Student Mac Festa, of Ohiopyle, Pa., shared a business plan for micro loans with a nonprofit working on the frontline of the AIDS pandemic.
“Micro lending is a very small loan made to impoverished people, normally women who do not have means to normally get a loan,” Festa explained.
Festa graduates from WVU this month and will work at Centra Bank, but he wants to spend personal time working with the nonprofits he visited in Africa.
Student Tristan Gartin, of Chapmanville, W.Va., discovered through the business course and the trip to Africa, that she wants to work for a nonprofit organization after graduating.

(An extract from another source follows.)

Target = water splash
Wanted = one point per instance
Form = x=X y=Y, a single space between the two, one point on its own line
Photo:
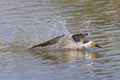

“At the end of the day, when I’m telling someone what I do for a living, I don’t want to just be like, ‘oh, I did someone’s tax returns.’ I want it to be more beneficial at the end of the day, be proud. I mean, I would be proud of saying I did someone’s tax returns, but actually engaging in a conversation, this is what I’m doing; this is what I’m trying to do to help, this is how it is helping,” Gartin said.
One of Neidermeyer’s goals is to encourage business students to consider working with nonprofits when they graduate.
Neidermeyer’s own work with nonprofits that serve people who have HIV and AIDS is ongoing. She’s co-author of the book, “Use What You Have,” about how students and other interested businesses can help these non profits overcome the problems created by the AIDS pandemic.
“I think we’ve been in the United States a little bit isolated in terms of understanding the true cost of the global pandemic, so it’s just difficult for these nonprofits to scale up to meet the needs of the overall community that I think is the biggest problem that they’re experiencing at present,” said Neidermeyer.
Neidermeyer hopes to take more WVU business students to Africa in the future to help nonprofits deal with the individual and community issues caused by the widespread occurrences of HIV and AIDS.